To understand this concept of GDP at factor cost, you first need to understand a few pointers as mentioned below. 

  • GDP and GVA are the tools that are used for measuring the economic growth of a nation. 

  • GDP stands for Gross Domestic Product and is the measure of the value of the end-products produced in a country. 

  • GVA stands for Gross Value Added, and it quantifies the value of the total production of goods and commodities in a nation.

Therefore, GDP at Factor cost is the total value of goods and commodities produced in a year in a country by its all-production units. This value calculated here is inclusive of depreciation as well.

GDP at Factor Cost = Sum of all GVA at factor cost.

GDP at Market Price = GDP at factor cost + Product taxes + Production tax – Product subsidies – Production subsidies.

Test Your Knowledge

Q1. GDP is a Measure of 

  1. A country’s income 

  2. Consumer spending 

  3. A country’s wealth 

  4. Net trade income

Q2. Adjusting GDP from Market Prices to Factor cost Requires

  1. Addition of indirect taxes 

  2. Subtraction of subsidies 

  3. Deduction of indirect taxes and subsidies 

  4. Deduction of indirect taxes and addition of subsidies

Q3. A Higher GDP Per Capita Does not Mean that Quality of life has Improved in the Area, and the Reasons are 

  1. It does not measure the quality of items produced in the country 

  2. It is only measured every 5 years 

  3. It measures wealth and not income 

  4. It measures gross domestic product

Q4. The Value of Domestic Output Attained by Residents of Country before Depreciation and Addition of Influence of Taxes and Subsidy is known as 

  1. GDP at factor cost 

  2. GNP at factor cost 

  3. GNP at market prices

  4. GDP at market prices 

  5. NNP at factor cost

With this concept of such costs and prices in place, students will be able to learn the nuances of this subject better. They can further acquire help and in-depth knowledge of the topic by going through Vedantu’s website. We offer detailed learning exposure to students willing to reach the extra mile in their academics.

FAQs on Market Price, Factor Cost & Basic Price

1. What is the Market Price?

The market price is a price at which goods and commodities are sold to end consumers. This Price is decided by keeping the cost of production, storage, packaging, transport, interest, and profit in mind. Hence, the final cost decided is also inclusive of various taxes applicable on the product, and the subsidies offered by the government to purchase a product are also taken into account.


Market Price = Basic price + Production taxes – Production subsidy

2. What is the Difference between Factor Cost and Market Price?

Factor cost is the total amount which the manufacturer had to invest in the production of a good or commodity. It doesn’t include any taxes imposed on the final product. But, the market price is the final cost at which the manufacturer sells the goods to customers. And these are inclusive of all the applicable taxes. Further, the final Price is decided by also keeping the subsidies offered by the government into account.

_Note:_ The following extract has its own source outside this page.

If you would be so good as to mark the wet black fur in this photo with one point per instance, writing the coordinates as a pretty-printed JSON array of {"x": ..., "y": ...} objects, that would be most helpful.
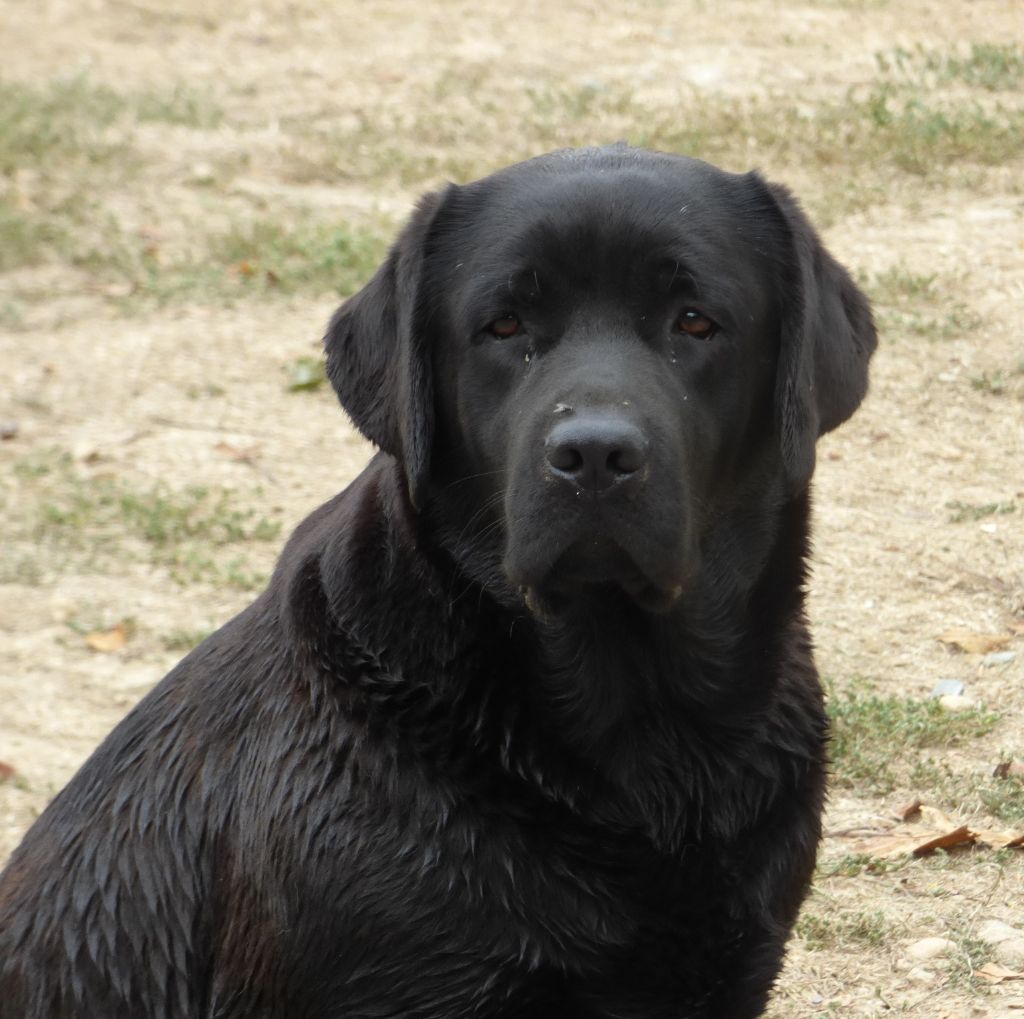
[{"x": 389, "y": 789}]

3. What is GDP at Factor Cost? 

GDP at factor cost is the total value of goods and commodities produced in a year in a country by its all production units. The value calculated here is inclusive of the depreciation as well.


In a nutshell, GDP at Factor cost = Sum of all GVA at factor cost.


Where GVA stands for Gross Value Added and it quantifies the value of the total production of goods and commodities in a nation.

4. How to Calculate GDP at Market Price and Factor Cost?

GDP at market prices = GVA at basic prices + Product taxes – Product subsidies.

  

Where,


GVA at basic Price = GVA at factor cost of Production taxes - Production subsidies.


Also,


GDP at factor cost = Sum of all GVA at factor cost.